For further details, please visit the product web page or contact us. You can also try the Protector with a free evaluation license. A half day would be more than enough to try the basic functions of the Protector.

Also, check out the restrictions of the current version, to make sure that the current version meets your needs.

Requirements

• Minimum 64MB RAM (128MB recommended)
• Linux, Solaris, Mac OS X, or Windows 98/2000/NT/XP
• JDK 1.3.0_01 or later
  Note: suppor for Java5 or later is still incomplete
• JCE 1.2.2 (required for users of JDK 1.3.x only)
• Apache Ant 1.4 or later
       Free download: http://ant.apache.org/ (if you can't download it, please contact us.)
• One of the following cryptographic providers (recommended: SunJCE):
  SunJCE
       Free download: http://java.sun.com/products/jce/index-122.html
       Library: sunjce_provider.jar
  Bouncy Castle (use signed JAR file of a provider)
       Free download: http://www.bouncycastle.org/latest_releases.html
       Library: one of bcprov-jdk13-xxx.jar, bcprov-jdk14-xxx.jar,...
  Cryptix
       Free download: http://www.cryptix.org/
      

Definitions

The following terms will be used throughout this documentation. These concepts are frequently used and keys to understand the usage of the Protector:

An API class : a class or interface you provide your customers as a part of the API of your software^*1, or any class which should be accessible for your customers. Even if you don't provide any explicit API to your customers, your program must have at least one public class for your customers to use your program. Such class is called an "API class" in this manual.

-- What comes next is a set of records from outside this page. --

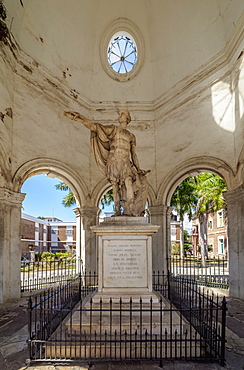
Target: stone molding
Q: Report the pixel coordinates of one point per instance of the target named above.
(188, 88)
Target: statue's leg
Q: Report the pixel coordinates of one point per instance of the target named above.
(116, 198)
(130, 195)
(124, 200)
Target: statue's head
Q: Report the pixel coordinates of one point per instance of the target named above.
(125, 113)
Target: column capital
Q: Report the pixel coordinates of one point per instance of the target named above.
(10, 197)
(234, 195)
(85, 211)
(162, 210)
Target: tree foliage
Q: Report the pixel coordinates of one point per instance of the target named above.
(199, 195)
(69, 199)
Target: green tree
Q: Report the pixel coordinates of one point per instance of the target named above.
(184, 201)
(209, 188)
(69, 199)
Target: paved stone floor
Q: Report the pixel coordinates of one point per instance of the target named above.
(14, 351)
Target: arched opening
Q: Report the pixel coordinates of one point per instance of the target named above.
(200, 200)
(46, 224)
(11, 263)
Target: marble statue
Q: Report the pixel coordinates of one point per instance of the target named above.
(114, 150)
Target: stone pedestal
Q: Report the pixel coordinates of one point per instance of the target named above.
(125, 258)
(125, 315)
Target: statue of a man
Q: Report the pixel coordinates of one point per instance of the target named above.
(114, 150)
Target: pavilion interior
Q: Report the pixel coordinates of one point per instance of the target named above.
(185, 96)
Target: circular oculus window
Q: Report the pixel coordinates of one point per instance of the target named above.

An API method : a method of an API class you provide your customers as a part of the API of your software^*1. Any program should have at least one API class and one API method (for example, its main method). *1: Names of API classes and API methods will be preserved throughout the protection, in order to keep the API of your product unchanged. In other words, protection by the Protector does not affect your API document.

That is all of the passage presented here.